Jack London's Perspective on Life is Worth Pondering

Jack London was a U.S. adventurer, author, and sailor who lived between 1876 and 1916. In his brief life, London sought adventure in the far corners of the world, from the frozen Yukon to the South Pacific, writing gripping tales of survival based on his experiences — including The Call of the Wild, White Fang and The Sea Wolf.
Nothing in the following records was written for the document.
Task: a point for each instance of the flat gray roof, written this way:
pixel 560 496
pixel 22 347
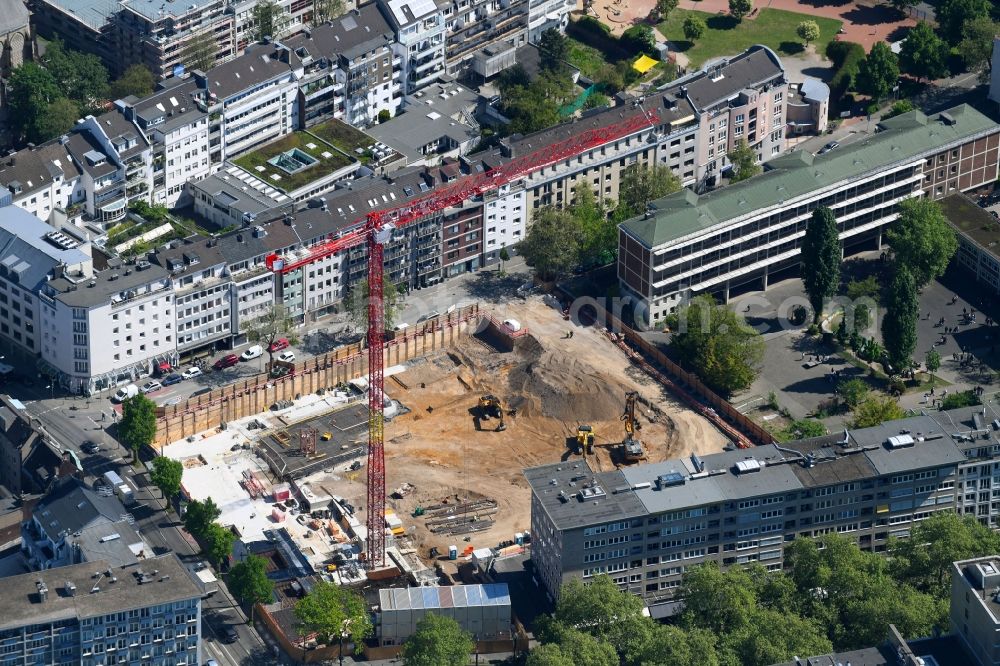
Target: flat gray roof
pixel 20 604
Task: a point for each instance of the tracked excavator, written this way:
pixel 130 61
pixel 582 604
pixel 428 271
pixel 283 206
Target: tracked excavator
pixel 632 447
pixel 490 407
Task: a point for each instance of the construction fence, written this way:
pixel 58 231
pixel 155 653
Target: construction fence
pixel 257 394
pixel 687 385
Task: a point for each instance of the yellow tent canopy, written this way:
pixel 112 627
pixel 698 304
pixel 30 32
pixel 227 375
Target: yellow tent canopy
pixel 643 64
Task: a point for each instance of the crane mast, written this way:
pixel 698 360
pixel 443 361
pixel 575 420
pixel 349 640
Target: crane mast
pixel 376 230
Before passing away at 40 years of age from kidney disease, London wrote 52 books and 200 short stories. During the 20th century he was one of the most extensively translated authors in America. His perspective on life is one that has echoed around in my mind for nearly my entire adult life:
"I would rather be ashes than dust! I would rather that my spark should burn out in a brilliant blaze than it should be stifled by dry-rot. I would rather be a superb meteor, every atom of me in magnificent glow, than a sleepy and permanent planet. The proper function of a man is to live, not to exist. I shall not waste my days in trying to prolong them. I shall use my time."
I've run alone through Denali National Park in Alaska with bears, wolves and moose as my spectators. I've run alone through a German military base with automatic weapons pointed at me. I've hung from a guardrail 50 feet above trees in zero degree winter weather to avoid being hit by a car. I've been robbed, spit upon, and nearly run over on purpose by rude people while on my running adventures. I've been on the borderline of heat stroke and have suffered hypothermia on my adventure treks. I've had some in passing automobiles throw things and yell/curse at me. I've had police officers interrogate me on the side of the road, news sources report falsely about me, and have received countless sponsorship rejection letters. I've suffered tendinitis multiple times; blistered shoulders from sun exposure; loss of all my toenails; extensive foot blisters; and, have literally cried in pain to keep pushing forward on my running endeavors. I've endured fierce and relentless winds; a sandstorm; drenching rain; life-threatening lightning; bitter cold snow; quarter-size hail that I could only get shelter from by laying under my support stroller; and, have been in the Great Plains while hearing tornado sirens going off in the nearest town.

I've experienced the difficulties of solo running adventures across states and countries, and like author London states: "I would rather that my spark should burn out in a brilliant blaze than it should be stifled by dry-rot." I believe that I've aimed to live and to not just exist.

It has been one week since I wrote an honest blog post about my running. My body and mind know how to do endurance. That has been a part of me since 1984. My body and mind also know how to do adventure. There is a part of my spirit that comes alive when I am pursuing an adventurous goal that I've set for myself. I believe that is a part of "living" life and not just "existing" in life. My body and mind know how to do both endurance and adventure. After 33 years of pounding my body into the ground through long distance running (often at a level most runners never experience), what should be the next step I take in my athletic life? That's a good question — and I'm still thinking about it.